I didn't see anything about this when I did a search. I'm currently using Fermsoft's online wine log, but was wondering if anyone else is using any other software to track their winemaking?

Fermsoft meets my top priorities for said software: cheap (free!) and mobile-accessible (I access it on my Blackberry). I was just wondering if anyone else is familiar with something else I should check out?


----------



## Flem (May 1, 2011)

Many of the members use BrewTrax. You can fine it in the Vendor Showcase at the beginning of the Forum Threads.


----------



## Tom (May 1, 2011)

Mike 
you took the woreds out of my mouth!


----------



## MinVin (May 1, 2011)

Thanks for the fast responses. That looks like a very comprehensive piece of software. The only thing I don't see right-off is mobile access, but it may be worth a closer look anyhow - it's not like I'm making wine away from home.


----------



## Airplanedoc (May 1, 2011)

Can't beat brewtrax. I had thought about the mobile access, as well but then couldn't really come up with a need for it.


----------



## MinVin (May 1, 2011)

Not having to lug the laptop around the house, find space and electricity to set it up near my wine-making area and keep it clean and dry are the main reasons I prefer using my mobile device.
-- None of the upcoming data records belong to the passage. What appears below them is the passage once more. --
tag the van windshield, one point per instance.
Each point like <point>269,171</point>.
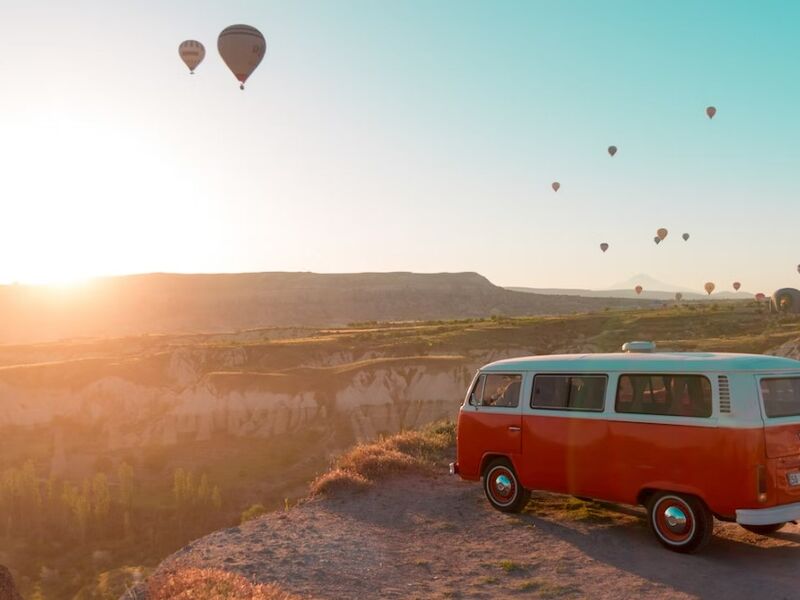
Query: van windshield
<point>781,396</point>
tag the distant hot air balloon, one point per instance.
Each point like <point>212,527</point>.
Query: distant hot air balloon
<point>241,47</point>
<point>192,54</point>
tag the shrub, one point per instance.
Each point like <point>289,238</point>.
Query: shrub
<point>337,481</point>
<point>212,584</point>
<point>404,452</point>
<point>256,510</point>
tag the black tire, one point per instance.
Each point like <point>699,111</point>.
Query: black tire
<point>502,487</point>
<point>764,529</point>
<point>680,522</point>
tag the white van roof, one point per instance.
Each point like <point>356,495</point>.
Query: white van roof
<point>686,362</point>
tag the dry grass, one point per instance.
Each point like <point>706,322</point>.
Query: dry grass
<point>405,452</point>
<point>212,584</point>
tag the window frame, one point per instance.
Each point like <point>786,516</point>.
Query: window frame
<point>482,377</point>
<point>604,376</point>
<point>764,404</point>
<point>650,374</point>
<point>480,380</point>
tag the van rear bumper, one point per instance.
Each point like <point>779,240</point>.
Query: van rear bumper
<point>768,516</point>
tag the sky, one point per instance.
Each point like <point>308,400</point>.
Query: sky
<point>404,136</point>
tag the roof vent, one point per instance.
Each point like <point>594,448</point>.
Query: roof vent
<point>724,394</point>
<point>639,347</point>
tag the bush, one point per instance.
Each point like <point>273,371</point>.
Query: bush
<point>334,483</point>
<point>256,510</point>
<point>404,452</point>
<point>212,584</point>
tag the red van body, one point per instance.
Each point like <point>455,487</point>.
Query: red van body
<point>719,434</point>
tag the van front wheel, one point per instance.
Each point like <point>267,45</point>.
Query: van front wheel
<point>764,529</point>
<point>502,487</point>
<point>681,523</point>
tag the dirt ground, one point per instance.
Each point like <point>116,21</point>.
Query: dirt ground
<point>437,537</point>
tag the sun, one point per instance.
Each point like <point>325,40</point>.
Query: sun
<point>81,196</point>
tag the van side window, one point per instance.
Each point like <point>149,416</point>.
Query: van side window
<point>671,395</point>
<point>477,391</point>
<point>569,392</point>
<point>781,396</point>
<point>499,390</point>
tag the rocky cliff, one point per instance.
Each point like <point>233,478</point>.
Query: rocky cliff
<point>170,303</point>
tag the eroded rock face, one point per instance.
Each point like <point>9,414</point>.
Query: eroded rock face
<point>789,349</point>
<point>8,590</point>
<point>193,394</point>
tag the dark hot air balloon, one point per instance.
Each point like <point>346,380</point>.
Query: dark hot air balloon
<point>241,47</point>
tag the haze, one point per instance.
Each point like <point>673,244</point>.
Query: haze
<point>408,136</point>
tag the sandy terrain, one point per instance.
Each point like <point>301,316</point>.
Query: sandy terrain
<point>437,537</point>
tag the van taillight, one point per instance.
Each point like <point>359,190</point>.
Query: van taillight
<point>761,483</point>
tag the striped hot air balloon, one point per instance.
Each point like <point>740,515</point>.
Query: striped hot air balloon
<point>192,54</point>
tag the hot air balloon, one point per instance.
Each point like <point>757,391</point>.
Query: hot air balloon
<point>192,54</point>
<point>241,47</point>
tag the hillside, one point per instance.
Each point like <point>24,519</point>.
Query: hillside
<point>171,303</point>
<point>258,414</point>
<point>410,531</point>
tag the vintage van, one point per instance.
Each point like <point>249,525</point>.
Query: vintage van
<point>691,436</point>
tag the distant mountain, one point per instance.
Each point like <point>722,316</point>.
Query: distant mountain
<point>171,303</point>
<point>649,283</point>
<point>652,290</point>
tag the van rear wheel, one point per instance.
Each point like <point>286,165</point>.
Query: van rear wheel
<point>764,529</point>
<point>502,487</point>
<point>680,522</point>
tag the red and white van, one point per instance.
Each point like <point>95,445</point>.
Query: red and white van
<point>691,436</point>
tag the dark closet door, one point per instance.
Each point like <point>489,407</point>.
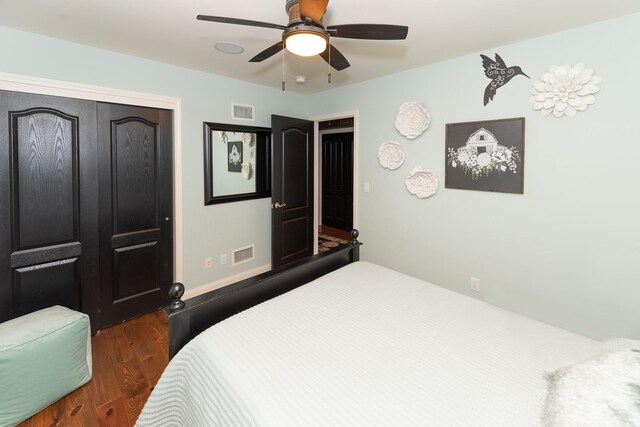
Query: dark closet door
<point>292,190</point>
<point>48,204</point>
<point>136,210</point>
<point>337,180</point>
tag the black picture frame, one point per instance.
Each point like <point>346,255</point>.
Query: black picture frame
<point>485,155</point>
<point>234,156</point>
<point>262,167</point>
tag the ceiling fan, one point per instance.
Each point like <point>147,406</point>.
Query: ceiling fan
<point>305,35</point>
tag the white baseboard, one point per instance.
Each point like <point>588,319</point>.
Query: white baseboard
<point>226,281</point>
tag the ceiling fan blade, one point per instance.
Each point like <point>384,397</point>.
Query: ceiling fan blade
<point>236,21</point>
<point>268,52</point>
<point>338,61</point>
<point>369,31</point>
<point>313,9</point>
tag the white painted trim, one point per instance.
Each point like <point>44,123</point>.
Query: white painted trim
<point>226,281</point>
<point>42,86</point>
<point>356,161</point>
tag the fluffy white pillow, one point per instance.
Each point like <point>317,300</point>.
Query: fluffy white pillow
<point>599,392</point>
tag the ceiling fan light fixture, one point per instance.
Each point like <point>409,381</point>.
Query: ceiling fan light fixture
<point>306,43</point>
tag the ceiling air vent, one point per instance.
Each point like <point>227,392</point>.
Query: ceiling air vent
<point>242,112</point>
<point>243,255</point>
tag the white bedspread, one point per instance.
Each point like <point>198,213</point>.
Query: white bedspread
<point>365,346</point>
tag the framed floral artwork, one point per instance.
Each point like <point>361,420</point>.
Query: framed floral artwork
<point>486,155</point>
<point>234,151</point>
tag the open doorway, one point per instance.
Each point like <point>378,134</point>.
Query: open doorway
<point>336,182</point>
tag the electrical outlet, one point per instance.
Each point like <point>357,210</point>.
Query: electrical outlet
<point>475,284</point>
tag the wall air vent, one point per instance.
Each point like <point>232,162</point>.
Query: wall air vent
<point>242,255</point>
<point>242,112</point>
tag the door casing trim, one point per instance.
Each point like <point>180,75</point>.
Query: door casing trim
<point>41,86</point>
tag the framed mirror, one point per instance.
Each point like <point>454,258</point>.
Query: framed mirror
<point>237,163</point>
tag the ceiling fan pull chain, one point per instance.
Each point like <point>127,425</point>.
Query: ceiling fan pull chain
<point>329,63</point>
<point>283,53</point>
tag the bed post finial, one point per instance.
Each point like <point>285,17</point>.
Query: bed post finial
<point>355,233</point>
<point>175,293</point>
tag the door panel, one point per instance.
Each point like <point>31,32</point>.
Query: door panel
<point>337,180</point>
<point>36,286</point>
<point>136,210</point>
<point>292,191</point>
<point>48,251</point>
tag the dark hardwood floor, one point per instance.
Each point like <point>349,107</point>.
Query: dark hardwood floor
<point>341,234</point>
<point>128,359</point>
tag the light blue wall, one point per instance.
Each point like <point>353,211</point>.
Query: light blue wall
<point>566,252</point>
<point>208,230</point>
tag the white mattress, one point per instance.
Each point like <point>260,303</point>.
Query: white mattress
<point>365,346</point>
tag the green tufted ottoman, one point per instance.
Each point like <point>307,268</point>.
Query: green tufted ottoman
<point>44,355</point>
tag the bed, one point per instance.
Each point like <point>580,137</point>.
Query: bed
<point>365,345</point>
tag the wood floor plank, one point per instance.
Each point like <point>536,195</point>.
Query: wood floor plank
<point>113,414</point>
<point>105,381</point>
<point>52,415</point>
<point>80,408</point>
<point>120,347</point>
<point>122,380</point>
<point>136,331</point>
<point>134,386</point>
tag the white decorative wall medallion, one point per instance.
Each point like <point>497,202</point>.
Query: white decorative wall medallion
<point>246,170</point>
<point>247,138</point>
<point>421,183</point>
<point>390,155</point>
<point>412,119</point>
<point>564,90</point>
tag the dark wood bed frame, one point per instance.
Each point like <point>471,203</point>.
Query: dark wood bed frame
<point>188,318</point>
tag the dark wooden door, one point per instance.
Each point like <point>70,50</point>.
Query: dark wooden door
<point>292,190</point>
<point>136,210</point>
<point>337,180</point>
<point>48,194</point>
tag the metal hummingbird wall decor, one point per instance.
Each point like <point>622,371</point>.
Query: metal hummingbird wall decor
<point>499,74</point>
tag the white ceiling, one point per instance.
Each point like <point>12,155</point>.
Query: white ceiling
<point>167,31</point>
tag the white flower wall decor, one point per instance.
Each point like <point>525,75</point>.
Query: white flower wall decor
<point>412,119</point>
<point>564,90</point>
<point>390,155</point>
<point>421,182</point>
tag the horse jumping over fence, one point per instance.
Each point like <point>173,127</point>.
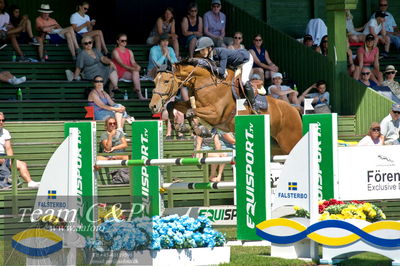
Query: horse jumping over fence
<point>215,103</point>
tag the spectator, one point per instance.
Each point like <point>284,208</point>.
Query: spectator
<point>105,107</point>
<point>214,25</point>
<point>390,24</point>
<point>353,34</point>
<point>127,68</point>
<point>7,31</point>
<point>48,27</point>
<point>308,41</point>
<point>376,27</point>
<point>23,25</point>
<point>82,25</point>
<point>165,25</point>
<point>192,27</point>
<point>365,78</point>
<point>374,136</point>
<point>283,92</point>
<point>6,150</point>
<point>323,46</point>
<point>92,63</point>
<point>262,62</point>
<point>321,100</point>
<point>160,55</point>
<point>394,86</point>
<point>7,77</point>
<point>390,126</point>
<point>237,41</point>
<point>368,55</point>
<point>112,141</point>
<point>205,144</point>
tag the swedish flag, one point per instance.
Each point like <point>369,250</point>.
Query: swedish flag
<point>51,194</point>
<point>292,185</point>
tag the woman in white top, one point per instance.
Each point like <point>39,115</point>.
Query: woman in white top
<point>237,41</point>
<point>374,136</point>
<point>82,25</point>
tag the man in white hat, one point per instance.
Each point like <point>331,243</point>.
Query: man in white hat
<point>390,126</point>
<point>49,28</point>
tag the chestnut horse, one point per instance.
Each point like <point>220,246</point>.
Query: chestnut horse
<point>215,103</point>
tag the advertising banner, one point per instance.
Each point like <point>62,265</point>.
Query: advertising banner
<point>147,179</point>
<point>369,172</point>
<point>253,173</point>
<point>327,156</point>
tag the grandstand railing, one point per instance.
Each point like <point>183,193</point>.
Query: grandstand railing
<point>305,67</point>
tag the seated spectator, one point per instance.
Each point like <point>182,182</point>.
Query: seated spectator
<point>192,28</point>
<point>353,34</point>
<point>214,25</point>
<point>7,77</point>
<point>320,98</point>
<point>6,150</point>
<point>205,144</point>
<point>282,92</point>
<point>262,62</point>
<point>83,26</point>
<point>308,41</point>
<point>390,126</point>
<point>374,136</point>
<point>237,41</point>
<point>112,141</point>
<point>23,25</point>
<point>323,46</point>
<point>350,61</point>
<point>375,26</point>
<point>92,63</point>
<point>160,55</point>
<point>390,24</point>
<point>105,107</point>
<point>368,56</point>
<point>127,68</point>
<point>365,78</point>
<point>394,86</point>
<point>7,31</point>
<point>165,25</point>
<point>48,27</point>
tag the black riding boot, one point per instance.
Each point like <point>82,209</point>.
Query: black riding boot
<point>250,93</point>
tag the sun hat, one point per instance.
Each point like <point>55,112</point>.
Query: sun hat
<point>45,8</point>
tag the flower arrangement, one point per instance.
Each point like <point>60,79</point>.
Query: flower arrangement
<point>335,209</point>
<point>169,232</point>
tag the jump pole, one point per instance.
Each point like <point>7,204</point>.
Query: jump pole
<point>252,170</point>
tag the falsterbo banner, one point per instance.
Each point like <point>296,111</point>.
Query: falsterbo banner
<point>369,172</point>
<point>327,154</point>
<point>253,191</point>
<point>146,180</point>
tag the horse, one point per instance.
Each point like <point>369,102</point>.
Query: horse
<point>215,104</point>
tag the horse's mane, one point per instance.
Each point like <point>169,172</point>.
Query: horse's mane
<point>208,64</point>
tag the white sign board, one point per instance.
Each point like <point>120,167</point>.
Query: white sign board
<point>369,172</point>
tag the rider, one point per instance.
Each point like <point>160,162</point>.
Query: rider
<point>228,57</point>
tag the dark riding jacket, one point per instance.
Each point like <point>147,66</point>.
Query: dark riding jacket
<point>231,58</point>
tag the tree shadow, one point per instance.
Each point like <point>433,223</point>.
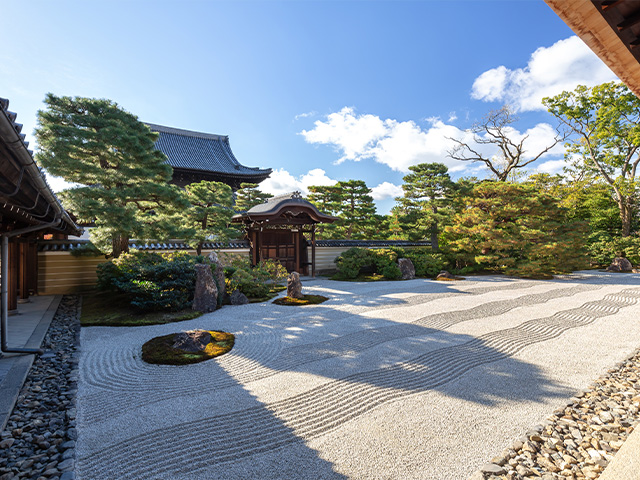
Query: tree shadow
<point>357,362</point>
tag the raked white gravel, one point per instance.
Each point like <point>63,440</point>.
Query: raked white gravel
<point>388,380</point>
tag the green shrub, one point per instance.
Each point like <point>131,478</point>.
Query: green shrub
<point>350,262</point>
<point>152,281</point>
<point>603,248</point>
<point>253,282</point>
<point>392,271</point>
<point>355,261</point>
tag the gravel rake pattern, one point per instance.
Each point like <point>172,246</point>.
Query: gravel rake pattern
<point>119,370</point>
<point>199,445</point>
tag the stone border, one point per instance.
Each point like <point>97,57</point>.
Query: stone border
<point>579,440</point>
<point>39,438</point>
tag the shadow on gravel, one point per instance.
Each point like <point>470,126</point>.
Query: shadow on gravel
<point>201,440</point>
<point>226,425</point>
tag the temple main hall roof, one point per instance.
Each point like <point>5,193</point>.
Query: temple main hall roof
<point>197,156</point>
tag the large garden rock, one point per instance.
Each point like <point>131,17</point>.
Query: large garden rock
<point>620,264</point>
<point>205,298</point>
<point>192,341</point>
<point>446,276</point>
<point>294,285</point>
<point>218,275</point>
<point>238,298</point>
<point>407,269</point>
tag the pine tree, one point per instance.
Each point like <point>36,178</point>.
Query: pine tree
<point>427,198</point>
<point>210,212</point>
<point>123,180</point>
<point>249,196</point>
<point>517,230</point>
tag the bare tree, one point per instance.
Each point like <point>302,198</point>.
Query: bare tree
<point>495,130</point>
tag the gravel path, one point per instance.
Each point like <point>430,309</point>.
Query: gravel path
<point>415,379</point>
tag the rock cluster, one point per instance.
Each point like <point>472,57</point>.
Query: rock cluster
<point>294,286</point>
<point>620,264</point>
<point>407,269</point>
<point>205,298</point>
<point>579,440</point>
<point>39,439</point>
<point>192,341</point>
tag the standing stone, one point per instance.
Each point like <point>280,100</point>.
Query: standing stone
<point>206,297</point>
<point>444,275</point>
<point>620,264</point>
<point>294,285</point>
<point>407,269</point>
<point>192,341</point>
<point>238,298</point>
<point>218,275</point>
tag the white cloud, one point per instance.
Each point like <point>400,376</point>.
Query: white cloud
<point>58,184</point>
<point>386,190</point>
<point>305,115</point>
<point>550,71</point>
<point>552,166</point>
<point>280,181</point>
<point>402,144</point>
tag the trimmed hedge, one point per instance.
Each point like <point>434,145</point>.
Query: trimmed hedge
<point>356,261</point>
<point>152,281</point>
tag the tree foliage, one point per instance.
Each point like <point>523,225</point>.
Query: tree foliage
<point>249,196</point>
<point>210,213</point>
<point>352,203</point>
<point>428,192</point>
<point>122,179</point>
<point>515,229</point>
<point>604,122</point>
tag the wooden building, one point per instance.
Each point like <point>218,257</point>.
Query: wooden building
<point>197,156</point>
<point>611,28</point>
<point>28,209</point>
<point>276,230</point>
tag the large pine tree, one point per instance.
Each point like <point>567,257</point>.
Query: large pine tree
<point>122,179</point>
<point>210,212</point>
<point>428,191</point>
<point>515,229</point>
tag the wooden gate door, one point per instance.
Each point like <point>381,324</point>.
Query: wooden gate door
<point>279,245</point>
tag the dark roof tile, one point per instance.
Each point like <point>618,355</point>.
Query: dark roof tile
<point>201,151</point>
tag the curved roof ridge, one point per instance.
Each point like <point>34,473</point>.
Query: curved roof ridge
<point>187,133</point>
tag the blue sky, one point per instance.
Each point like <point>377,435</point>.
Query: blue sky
<point>319,91</point>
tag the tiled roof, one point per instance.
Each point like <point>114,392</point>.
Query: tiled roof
<point>271,205</point>
<point>201,151</point>
<point>371,243</point>
<point>277,204</point>
<point>68,245</point>
<point>26,196</point>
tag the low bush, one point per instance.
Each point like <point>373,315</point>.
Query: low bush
<point>355,261</point>
<point>603,248</point>
<point>152,281</point>
<point>253,282</point>
<point>426,262</point>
The biggest issue I have with the Fermsoft online log is the 10-batch limit.  It doesn't have all the bells and whistles of BrewTrax, but I quite like the no-frills approach of a basic digital journal. Another downside is that it appears development stopped back in 2004 (from lack of demand?).


----------



## roblloyd (May 2, 2011)

Brewtrax!

Very nice and does almost everything you'd want. I'd like a mobile version - at least have it on my desktop and access it from any device in my house. Other than that it works great. Worth the money.


----------



## Flame145 (May 4, 2011)

I guess brew trak doesn't support MAC systems acording to web site


----------



## morettisf (Sep 5, 2017)

In case people stumble upon this post and are looking for a solution, I wanted to let them know VinWorks is available for FREE. https://www.vinworks.org

- It's free
- Works on all devices
- Facebook login
- Record keeping
- Data charts
- Winemaking calculator
- Picture uploads


----------



## dralarms (Sep 5, 2017)

morettisf said:


> In case people stumble upon this post and are looking for a solution, I wanted to let them know VinWorks is available for FREE. https://www.vinworks.org
> 
> - It's free
> - Works on all devices
> ...



Couldn't figure out how to download it. Is this online only?


----------



## morettisf (Sep 5, 2017)

dralarms said:


> Couldn't figure out how to download it. Is this online only?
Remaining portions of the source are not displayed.